Так и не доглядела Наталья приема. Пришлось унести самой Петрушу и утешать своевольного, упрямого мальчугана…
За исключением таких мелких волнений спокойно протекала жизнь и Натальи и детей ее. Ребяческие игры, болезни и ссоры — все это обычно, со всем этим знакомы матери целого мира: и царицы и поденщицы…
Чтобы ребенок имел сверстников для игры, к нему допустили по выбору около сорока мальчуганов, из «жильцовых», из служивых семей, живущих во дворце. Царевич был еще очень мал, и поэтому не разбирали — знатного или простого рода мальчик. Лишь бы здоровый, веселый был.
Часто летом, особенно под вечер, оставя пяльцы, вышивание или хлопоты по домашним делам, Наталья шла в сад, на лужайку, где Петруша резвился со своей крохотной свитой, под зорким наблюдением очередной мамы, нескольких нянек и двух-трех боярских сыновей, молодых парней, годных на всякие послуги.
Гам и звон детских голосов так и висел над лужайкой. Чаще всего играли в ратный строй. И конечно Петр был всегда во главе войска, хотя годами моложе всех. Но ростом и видом он казался много больше своих трех лет. Про смышленость и говорить нечего.

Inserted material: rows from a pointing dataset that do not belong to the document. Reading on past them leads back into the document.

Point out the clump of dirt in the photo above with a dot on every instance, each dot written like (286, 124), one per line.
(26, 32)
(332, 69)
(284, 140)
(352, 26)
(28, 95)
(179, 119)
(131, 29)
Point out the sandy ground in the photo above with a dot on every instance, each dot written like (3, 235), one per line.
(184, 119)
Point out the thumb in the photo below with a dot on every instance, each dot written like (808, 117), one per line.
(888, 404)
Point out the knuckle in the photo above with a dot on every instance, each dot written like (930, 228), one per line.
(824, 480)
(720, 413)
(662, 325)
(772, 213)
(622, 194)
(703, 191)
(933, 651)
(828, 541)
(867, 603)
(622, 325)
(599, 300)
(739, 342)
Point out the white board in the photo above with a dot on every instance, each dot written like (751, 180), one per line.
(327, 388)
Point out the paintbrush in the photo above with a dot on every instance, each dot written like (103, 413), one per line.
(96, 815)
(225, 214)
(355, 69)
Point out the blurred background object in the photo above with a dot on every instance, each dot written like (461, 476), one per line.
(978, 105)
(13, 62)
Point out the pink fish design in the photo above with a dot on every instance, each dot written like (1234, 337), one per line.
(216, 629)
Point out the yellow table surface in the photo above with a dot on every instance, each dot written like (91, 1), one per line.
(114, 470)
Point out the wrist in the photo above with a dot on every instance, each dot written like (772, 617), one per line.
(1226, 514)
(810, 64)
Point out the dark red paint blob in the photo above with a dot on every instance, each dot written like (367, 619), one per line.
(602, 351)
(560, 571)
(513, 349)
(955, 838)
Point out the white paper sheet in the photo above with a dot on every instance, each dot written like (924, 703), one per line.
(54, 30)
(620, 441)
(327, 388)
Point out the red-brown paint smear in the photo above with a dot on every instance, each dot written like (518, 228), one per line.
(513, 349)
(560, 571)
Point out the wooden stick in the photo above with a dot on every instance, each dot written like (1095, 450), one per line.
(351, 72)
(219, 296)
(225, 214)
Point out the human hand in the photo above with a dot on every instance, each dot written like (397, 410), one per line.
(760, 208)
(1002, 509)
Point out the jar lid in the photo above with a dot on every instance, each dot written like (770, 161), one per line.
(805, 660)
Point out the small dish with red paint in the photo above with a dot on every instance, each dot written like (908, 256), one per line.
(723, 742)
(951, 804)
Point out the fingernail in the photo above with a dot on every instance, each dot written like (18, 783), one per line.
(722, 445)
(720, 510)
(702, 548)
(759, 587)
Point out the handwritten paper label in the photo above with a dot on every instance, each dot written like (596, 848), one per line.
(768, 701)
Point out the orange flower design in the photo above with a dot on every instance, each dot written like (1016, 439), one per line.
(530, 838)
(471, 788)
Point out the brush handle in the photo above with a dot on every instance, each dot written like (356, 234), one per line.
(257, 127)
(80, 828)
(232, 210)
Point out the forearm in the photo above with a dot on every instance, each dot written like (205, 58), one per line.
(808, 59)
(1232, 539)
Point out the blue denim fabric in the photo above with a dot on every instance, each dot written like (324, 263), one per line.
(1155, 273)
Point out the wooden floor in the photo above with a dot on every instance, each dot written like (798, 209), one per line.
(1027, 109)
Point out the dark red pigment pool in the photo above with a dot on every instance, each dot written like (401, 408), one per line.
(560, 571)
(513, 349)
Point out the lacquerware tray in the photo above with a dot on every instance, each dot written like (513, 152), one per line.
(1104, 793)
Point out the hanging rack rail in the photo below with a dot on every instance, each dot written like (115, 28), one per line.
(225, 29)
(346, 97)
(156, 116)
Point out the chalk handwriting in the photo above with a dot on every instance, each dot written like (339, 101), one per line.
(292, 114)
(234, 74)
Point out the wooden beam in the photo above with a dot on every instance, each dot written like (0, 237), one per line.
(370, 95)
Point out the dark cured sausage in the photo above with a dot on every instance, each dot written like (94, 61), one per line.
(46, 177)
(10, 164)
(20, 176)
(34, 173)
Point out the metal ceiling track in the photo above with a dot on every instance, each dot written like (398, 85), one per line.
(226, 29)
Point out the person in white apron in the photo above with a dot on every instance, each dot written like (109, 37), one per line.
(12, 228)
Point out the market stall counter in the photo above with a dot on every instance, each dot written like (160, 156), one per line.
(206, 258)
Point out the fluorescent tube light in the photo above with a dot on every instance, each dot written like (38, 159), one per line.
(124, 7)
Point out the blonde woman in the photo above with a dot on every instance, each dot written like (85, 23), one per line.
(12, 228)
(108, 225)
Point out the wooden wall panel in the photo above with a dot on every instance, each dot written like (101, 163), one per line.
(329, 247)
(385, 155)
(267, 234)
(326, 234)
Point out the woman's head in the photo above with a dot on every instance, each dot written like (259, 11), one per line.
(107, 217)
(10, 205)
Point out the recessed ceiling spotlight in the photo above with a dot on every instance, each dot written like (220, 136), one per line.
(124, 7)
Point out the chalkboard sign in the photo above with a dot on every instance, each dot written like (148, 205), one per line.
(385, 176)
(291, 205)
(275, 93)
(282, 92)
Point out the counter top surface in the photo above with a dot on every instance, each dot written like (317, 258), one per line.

Один из сверстников, Екимко Воронин, мальчуган лет шести, сын стрелецкого полуголовы, хорошо знаком со всем ратным строем.
От него и царевич и все мальчуганы быстро переняли военные приемы.
Деревянные мушкеты, сабли, самодельные бердыши и луки со стрелами — всегда были в распоряжении роты лилипутов. И впереди нее особенно важно, подражая большим, выступал полнощекий, румяный Петр, темные кудри которого так прихотливо выбирались из-под блестящего шишака, а глазки горели веселым, задорным огнем.
Устраивали мальчуганы и примерные войны, причем всегда побеждали те, кого вел на битву царевич. Отчасти сами дети старались потешить царственного сверстника. Но и сам он так стремительно вел на битву «войско», несмотря на ребяческий возраст, так умел поднять воинственное настроение у своих, что противникам только и оставалось бегство или сдача в плен. Царевич в пылу столкновений забывал обо всем, не думал о возможности получить толчок, удар, хотя бы и очень чувствительный. Даже не плакал, если ему делали больно. Он заметил, что товарищей, задевших его, хотя бы и нечаянно, наказывали потом очень сильно и надолго запрещали появляться для общей игры.
Со слезами он бежал тогда к матери, а то и к царю, просил, чтобы вернули ему ратника, лепеча своим решительным, хотя и нетвердым говором:
— Не обизай ен Петрусу… Не дюзе бобо Петрусе… Пусти к Петрусе Сеню…
И Сеню прощали, снова допускали к царевичу.
Часами любовалась мать своим первенцем. Окружающие ее боярыни что-то толковали царице. Она отвечала им изредка, почти не вникая в докучную, привычную болтовню, состоящую из дворцовых вестей и пересудов, из отрывков того, что по Москве толкуется… И все глядела на сына, думала да гадала: что ждет его в жизни?